A General Framework for Property-Driven Machine Learning

TL;DR

This paper introduces a unified framework combining adversarial training and differentiable logics to enforce safety and correctness properties in neural networks, applicable across various domains beyond computer vision.

Contribution

It presents a general approach that unifies existing property enforcement methods, enabling flexible specification and training of neural networks with logical constraints.

Findings

Framework effectively enforces safety properties in neural networks.

Demonstrated on drone control system with positive results.

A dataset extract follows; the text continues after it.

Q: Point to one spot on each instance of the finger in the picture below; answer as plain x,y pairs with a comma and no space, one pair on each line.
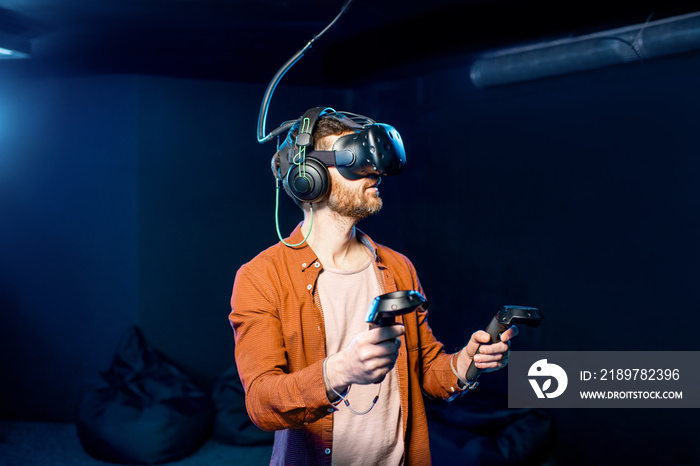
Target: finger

Unifies multiple property-driven training techniques.

Abstract

Neural networks have been shown to frequently fail to learn critical safety and correctness properties purely from data, highlighting the need for training methods that directly integrate logical specifications. While adversarial training can be used to improve robustness to small perturbations within $\epsilon$-cubes, domains other than computer vision -- such as control systems and natural language processing -- may require more flexible input region specifications via generalised hyper-rectangles. Differentiable logics offer a way to encode arbitrary logical constraints as additional loss terms that guide the learning process towards satisfying these constraints. In this paper, we investigate how these two complementary approaches can be unified within a single framework for property-driven machine learning, as a step toward effective formal verification of neural networks. We show that well-known properties from the literature are subcases of this general approach, and we demonstrate its practical effectiveness on a case study involving a neural network controller for a drone system. Our framework is made publicly available at https://github.com/tflinkow/property-driven-ml.